Abstract

The impact of the 2019 super positive Indian Ocean Dipole (PIOD) event, the strongest in the last four decades, which also co-occurred with an El Niño and a strong summer monsoon, on Indian Ocean sea surface salinity (SSS) is examined using the Soil Moisture Active Passive satellite measurements. Salt budget estimation suggests a predominant, nearly ocean-wide influence by surface freshwater flux and horizontal advective terms. Subsurface ocean influence on the salt budget occurs mainly in the southeastern tropical Indian Ocean (SETIO). The PIOD event suppressed the influence of the El Niño, thereby causing anomalous high precipitation in western India, and leading to an unusual freshening in the southeastern Arabian Sea (AS), which is subsequently advected towards the equatorial Indian Ocean (EIO). In the western Bay of Bengal (BoB), following the waning of monsoon-influenced precipitation in the fall, SSS becomes anomalously salty and traverses towards the AS against the flow of anomalous surface currents.
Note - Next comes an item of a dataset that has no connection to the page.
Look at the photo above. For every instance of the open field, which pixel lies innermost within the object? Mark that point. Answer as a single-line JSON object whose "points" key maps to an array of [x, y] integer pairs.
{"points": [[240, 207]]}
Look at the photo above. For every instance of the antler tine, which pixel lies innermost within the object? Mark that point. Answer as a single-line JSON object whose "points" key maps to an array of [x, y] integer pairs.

During the peak of the summer monsoon in August–September and the peak of the PIOD event in September–November, SSS in the EIO exhibited tendency for freshening, mainly driven by westward advection of freshwater from the eastern BoB. Conversely, in the SETIO, there was tendency for salinification due to suppression of precipitation, enhanced upwelling of high subsurface salinity, and northward advection of salty water. During December to January of the following year, these salinity tendencies reversed, with salinification in the EIO and freshening in the SETIO.